Cette loi reproduisait plusieurs articles de la loi salique, notamment ceux qui traitent des amendes relatives aux crimes de vol et d'homicide. Mêmes conditions d'affranchissement pour les esclaves, même responsabilité imposée aux maîtres, au sujet de ceux-ci. Bien plus, comme l'épreuve par le feu était admise, si, après l'avoir subie, c'est-à-dire après avoir plongé sa main dans un brasier enflammé, l'esclave la retirait brûlée, le maître était obligé de payer pour lui en raison de la gravité du délit (1).

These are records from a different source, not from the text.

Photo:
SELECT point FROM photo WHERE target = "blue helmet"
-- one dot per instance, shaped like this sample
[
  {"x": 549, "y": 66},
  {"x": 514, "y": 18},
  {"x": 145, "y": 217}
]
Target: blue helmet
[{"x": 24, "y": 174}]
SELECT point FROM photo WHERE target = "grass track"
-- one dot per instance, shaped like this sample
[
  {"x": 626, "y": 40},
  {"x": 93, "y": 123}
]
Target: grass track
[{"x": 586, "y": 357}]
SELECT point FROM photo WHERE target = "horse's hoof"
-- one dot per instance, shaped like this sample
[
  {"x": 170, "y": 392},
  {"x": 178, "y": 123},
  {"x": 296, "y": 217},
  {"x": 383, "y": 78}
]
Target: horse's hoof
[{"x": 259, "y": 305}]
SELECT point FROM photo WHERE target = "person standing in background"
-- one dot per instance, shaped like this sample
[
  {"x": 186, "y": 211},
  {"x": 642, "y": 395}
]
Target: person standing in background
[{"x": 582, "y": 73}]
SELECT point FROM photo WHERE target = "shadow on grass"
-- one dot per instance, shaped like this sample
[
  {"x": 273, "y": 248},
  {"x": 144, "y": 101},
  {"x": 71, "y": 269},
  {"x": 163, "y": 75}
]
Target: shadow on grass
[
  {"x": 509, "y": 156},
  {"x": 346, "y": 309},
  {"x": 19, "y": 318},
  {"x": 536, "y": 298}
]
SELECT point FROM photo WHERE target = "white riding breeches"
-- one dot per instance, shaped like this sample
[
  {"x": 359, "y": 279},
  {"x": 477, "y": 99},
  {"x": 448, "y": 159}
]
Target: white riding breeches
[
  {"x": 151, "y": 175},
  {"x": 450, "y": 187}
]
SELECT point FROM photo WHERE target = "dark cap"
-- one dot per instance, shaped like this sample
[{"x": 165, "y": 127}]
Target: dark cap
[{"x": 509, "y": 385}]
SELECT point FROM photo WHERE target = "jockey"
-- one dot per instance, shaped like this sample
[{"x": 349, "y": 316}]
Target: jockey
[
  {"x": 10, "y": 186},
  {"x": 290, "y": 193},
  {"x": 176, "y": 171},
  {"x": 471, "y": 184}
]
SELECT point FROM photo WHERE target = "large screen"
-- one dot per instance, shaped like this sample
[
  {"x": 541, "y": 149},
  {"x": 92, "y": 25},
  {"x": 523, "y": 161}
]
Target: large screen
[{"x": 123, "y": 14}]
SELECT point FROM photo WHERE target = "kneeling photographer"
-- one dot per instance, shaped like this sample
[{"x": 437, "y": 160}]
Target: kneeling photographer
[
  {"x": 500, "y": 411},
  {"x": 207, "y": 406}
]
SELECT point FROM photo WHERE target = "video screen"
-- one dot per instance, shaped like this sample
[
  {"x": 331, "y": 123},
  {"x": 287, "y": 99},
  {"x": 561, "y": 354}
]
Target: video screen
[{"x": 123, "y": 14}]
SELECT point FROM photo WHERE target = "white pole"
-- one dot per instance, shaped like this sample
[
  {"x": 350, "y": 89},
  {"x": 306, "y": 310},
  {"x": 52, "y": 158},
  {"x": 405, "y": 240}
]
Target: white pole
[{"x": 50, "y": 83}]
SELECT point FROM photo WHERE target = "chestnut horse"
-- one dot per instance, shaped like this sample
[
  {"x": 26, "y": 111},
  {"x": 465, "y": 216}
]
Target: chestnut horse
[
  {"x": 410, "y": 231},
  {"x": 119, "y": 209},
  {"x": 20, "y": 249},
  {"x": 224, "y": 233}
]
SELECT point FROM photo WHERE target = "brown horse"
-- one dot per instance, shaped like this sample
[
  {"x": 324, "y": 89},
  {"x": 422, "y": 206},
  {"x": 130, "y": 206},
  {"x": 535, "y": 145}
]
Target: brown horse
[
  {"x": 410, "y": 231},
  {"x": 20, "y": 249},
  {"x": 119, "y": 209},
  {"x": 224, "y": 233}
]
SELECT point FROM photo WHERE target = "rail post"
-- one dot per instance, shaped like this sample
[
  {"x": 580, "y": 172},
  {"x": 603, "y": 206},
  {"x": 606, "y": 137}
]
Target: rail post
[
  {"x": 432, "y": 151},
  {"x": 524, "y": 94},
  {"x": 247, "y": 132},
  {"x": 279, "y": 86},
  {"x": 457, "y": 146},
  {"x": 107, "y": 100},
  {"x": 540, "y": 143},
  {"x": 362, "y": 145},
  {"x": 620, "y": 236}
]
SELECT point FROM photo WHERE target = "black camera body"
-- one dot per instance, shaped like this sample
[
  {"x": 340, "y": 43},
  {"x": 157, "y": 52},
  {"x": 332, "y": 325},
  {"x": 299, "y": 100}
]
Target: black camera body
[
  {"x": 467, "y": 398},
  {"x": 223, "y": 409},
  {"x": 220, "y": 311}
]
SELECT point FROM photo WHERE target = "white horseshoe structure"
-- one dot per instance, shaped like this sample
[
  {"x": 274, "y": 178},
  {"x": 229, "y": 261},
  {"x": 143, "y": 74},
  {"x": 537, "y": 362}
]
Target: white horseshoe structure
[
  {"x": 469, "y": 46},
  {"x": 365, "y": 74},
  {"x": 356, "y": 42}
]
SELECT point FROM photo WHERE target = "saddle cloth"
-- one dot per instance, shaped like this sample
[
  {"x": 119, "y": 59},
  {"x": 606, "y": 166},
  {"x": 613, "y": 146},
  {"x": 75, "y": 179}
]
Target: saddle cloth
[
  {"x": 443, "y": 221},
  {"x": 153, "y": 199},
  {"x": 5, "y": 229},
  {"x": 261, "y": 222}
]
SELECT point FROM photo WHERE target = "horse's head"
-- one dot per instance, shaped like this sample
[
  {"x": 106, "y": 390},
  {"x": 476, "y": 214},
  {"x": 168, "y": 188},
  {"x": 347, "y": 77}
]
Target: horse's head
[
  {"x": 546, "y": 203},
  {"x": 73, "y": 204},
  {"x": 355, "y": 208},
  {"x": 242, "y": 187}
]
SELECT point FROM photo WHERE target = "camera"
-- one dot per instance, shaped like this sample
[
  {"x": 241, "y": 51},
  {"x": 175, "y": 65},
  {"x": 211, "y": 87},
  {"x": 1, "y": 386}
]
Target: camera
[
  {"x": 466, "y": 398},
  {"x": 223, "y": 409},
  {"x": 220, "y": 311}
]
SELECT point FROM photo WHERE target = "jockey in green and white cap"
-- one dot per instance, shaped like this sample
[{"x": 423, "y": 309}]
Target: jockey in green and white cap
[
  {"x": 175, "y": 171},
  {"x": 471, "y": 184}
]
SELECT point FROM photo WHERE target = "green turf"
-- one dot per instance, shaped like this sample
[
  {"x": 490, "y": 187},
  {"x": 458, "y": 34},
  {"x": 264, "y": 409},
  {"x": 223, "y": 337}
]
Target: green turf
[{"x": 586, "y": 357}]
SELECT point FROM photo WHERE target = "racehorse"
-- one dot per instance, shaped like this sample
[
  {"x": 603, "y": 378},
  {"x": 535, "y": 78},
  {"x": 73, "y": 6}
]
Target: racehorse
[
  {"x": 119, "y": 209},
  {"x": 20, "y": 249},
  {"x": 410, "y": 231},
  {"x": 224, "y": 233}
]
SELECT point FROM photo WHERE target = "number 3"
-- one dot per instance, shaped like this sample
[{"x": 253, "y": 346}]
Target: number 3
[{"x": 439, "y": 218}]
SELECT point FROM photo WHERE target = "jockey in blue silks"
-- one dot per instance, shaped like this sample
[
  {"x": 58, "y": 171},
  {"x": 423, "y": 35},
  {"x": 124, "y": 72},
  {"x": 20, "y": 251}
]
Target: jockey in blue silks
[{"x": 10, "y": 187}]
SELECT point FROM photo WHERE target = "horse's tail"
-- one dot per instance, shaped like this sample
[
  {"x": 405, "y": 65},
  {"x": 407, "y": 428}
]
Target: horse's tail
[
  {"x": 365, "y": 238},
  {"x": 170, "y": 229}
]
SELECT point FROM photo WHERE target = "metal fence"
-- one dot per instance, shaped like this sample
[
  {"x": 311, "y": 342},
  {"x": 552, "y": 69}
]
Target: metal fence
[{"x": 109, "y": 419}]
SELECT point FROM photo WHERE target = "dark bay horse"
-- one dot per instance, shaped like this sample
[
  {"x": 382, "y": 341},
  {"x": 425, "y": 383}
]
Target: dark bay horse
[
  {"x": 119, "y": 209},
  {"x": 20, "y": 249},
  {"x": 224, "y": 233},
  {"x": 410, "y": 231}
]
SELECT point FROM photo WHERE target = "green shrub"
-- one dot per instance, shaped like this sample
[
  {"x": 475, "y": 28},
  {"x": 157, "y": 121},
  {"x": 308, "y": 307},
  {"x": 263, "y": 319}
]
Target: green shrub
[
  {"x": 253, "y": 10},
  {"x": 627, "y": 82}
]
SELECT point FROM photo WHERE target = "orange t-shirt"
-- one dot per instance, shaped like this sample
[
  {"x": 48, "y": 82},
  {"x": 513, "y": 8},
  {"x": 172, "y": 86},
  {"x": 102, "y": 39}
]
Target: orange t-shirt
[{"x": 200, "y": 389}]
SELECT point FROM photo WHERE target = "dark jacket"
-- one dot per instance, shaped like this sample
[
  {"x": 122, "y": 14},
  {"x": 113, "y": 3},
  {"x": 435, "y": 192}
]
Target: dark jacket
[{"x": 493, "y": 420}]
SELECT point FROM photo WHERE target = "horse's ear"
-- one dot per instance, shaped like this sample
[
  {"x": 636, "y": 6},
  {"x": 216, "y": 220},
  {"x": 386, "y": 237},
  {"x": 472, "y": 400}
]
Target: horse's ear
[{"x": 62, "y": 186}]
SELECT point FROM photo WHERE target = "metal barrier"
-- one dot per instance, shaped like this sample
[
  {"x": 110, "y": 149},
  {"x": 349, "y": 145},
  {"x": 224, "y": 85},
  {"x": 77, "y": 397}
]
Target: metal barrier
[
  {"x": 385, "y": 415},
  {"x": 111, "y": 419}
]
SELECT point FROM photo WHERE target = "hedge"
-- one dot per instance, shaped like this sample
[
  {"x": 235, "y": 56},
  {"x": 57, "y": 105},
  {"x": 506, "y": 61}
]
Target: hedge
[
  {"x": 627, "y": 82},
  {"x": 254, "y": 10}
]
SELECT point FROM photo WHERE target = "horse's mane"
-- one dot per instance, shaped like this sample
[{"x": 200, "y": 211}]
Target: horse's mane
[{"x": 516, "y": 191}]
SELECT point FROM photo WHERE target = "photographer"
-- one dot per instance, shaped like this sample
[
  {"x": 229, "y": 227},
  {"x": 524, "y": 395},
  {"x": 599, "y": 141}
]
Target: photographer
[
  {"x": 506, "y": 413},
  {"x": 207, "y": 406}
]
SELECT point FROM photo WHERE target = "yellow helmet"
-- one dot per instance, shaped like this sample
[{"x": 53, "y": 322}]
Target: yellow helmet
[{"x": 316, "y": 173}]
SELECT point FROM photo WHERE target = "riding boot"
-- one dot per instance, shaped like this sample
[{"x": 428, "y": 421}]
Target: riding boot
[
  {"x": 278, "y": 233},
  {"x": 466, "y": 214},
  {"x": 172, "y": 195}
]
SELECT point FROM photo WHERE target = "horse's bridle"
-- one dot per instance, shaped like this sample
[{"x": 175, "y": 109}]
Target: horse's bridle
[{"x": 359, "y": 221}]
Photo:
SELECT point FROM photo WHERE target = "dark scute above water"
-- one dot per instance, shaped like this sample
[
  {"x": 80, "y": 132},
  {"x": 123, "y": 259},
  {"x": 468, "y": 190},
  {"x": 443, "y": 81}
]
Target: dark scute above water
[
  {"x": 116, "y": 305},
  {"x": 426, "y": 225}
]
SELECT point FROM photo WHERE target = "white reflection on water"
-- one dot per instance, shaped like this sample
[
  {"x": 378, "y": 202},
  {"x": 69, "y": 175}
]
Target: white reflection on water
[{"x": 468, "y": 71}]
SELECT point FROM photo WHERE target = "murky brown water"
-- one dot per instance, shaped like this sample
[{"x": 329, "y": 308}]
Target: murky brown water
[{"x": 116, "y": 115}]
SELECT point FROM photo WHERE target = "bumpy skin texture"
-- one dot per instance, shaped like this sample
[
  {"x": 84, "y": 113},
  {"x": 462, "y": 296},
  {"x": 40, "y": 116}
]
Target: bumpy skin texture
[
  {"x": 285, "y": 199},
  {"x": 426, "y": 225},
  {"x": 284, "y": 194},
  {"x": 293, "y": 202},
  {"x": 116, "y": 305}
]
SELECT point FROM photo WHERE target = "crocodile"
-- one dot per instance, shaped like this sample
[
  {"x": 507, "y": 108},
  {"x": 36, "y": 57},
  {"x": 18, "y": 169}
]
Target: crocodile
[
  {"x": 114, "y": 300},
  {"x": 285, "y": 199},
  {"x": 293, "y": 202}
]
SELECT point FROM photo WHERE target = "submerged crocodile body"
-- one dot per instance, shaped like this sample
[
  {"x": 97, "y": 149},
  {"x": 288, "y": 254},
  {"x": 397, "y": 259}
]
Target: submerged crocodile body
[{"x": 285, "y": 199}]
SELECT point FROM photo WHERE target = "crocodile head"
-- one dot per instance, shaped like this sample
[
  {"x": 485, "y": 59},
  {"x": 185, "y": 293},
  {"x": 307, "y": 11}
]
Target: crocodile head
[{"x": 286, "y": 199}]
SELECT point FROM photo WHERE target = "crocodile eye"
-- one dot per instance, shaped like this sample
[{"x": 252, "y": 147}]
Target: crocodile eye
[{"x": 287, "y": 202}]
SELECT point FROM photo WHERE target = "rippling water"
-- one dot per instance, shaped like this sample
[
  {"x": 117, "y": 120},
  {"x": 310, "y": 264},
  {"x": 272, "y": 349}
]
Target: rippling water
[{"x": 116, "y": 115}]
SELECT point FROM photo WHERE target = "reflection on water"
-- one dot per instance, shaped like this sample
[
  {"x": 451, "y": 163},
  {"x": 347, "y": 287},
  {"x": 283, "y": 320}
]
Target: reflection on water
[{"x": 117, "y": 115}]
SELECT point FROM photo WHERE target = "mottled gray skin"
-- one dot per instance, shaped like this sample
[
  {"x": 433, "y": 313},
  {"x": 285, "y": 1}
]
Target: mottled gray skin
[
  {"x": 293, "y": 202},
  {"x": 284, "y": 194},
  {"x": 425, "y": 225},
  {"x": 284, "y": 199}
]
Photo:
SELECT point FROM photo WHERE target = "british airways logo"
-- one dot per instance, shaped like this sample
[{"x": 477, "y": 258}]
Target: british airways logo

En cas de guerre, ou pour toute autre cause relative au service du roi, les Ripuaires étaient obligés de marcher au premier ordre, et celui d'entre eux qui ne répondait pas à cet appel, était puni d'une amende de soixante sous d'or, à moins qu'il ne justifiât de maladie (2).

Ils étaient également tenus, sous la même peine, d'accorder l'hospitalité aux envoyés du roi, et à ceux qui lui étaient adressés, ou qui voyageaient pour son service (3).

L'homicide commis sur la personne d'un prêtre était assimilé à l'homicide commis sur celle d'un homme royal

(1) Quod si servus in ignem manum miserit, et læsam tulerit, dominus ejus, sicut lex continet, de furto servi culpabilis judicetur. Tit. II.

(2) Si quis legibus in utilitatem regis, sive in hoste, sive in reliquam utilitatem bannitus fuerit, et minimè adimpleverit, si ægritudo eum non detinuerit; sexaginta solidis multetur. Tit. Lxv.

(3) Si quis autem legatarium regis, vel ad regem, seu in utilitatem regis pergentem hospitio suscipere contempserit, sexaginta solidis culpabilis judicetur. Tit. LXV.